Kepala BI Riau, Siti Astiah

Riau1.com - Sanksi pembawaan Uang Kertas Asing (UKA) dengan equivalen lebih dari Rp 1 Miliyar sudah diberlakukan sejak 3 september 2018.

Kepala Bank Indonesia (BI) Riau, Siti Astiah mengatakan hal ini sebagai sarana untuk memperkuat monitoring pembawaan uang asing secara tunai.

Hal ini sesuai dengan Peraturan Bank Indonesia (PBI) No. 20/2/PBI/2018 tentang Perubahan atas Peraturan Bank Indonesia No. 19/7/PBI/2017 tentang Pembawaan Uang Kertas Asing Ke Dalam dan Ke Luar Pabean Indonesia.

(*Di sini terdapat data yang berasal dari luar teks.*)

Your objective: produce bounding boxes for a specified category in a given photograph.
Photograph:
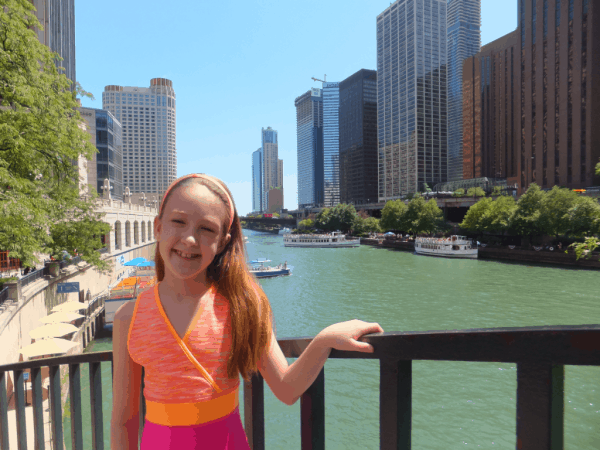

Sanksi yang dikenakan adalah, bagi perorangan atau lembaga yang tidak memiliki izin, apabila membawa UKA dengan equivalen lebih dari Rp 1 Miliyar akan diberi sanksi denda sebesar 10 persen atau maksimal 300 juta Rupiah.

"Adapun yang melatar belakangi sanksi denda ini untuk meningkatkan efektifitas hukum terkait sanksi pembawaan uang kertas Rp 1 Miliar.
dan untuk meminimalisir pembawaan uang kertas asing dalam jumlah besar," ujar Siti di kantor BI Riau Kamis, (6/9/18).

"Selain itu juga untuk memperkuat sarana monitoring pembawaan uang kertas asing oleh Bank Indonesia," lanjutnya lagi.

Ia juga menambahkan, peraturan ini lebih di tekankan pada Money Changer, perbankan maupun orang perseorangan dan berlaku di seluruh Indonesia.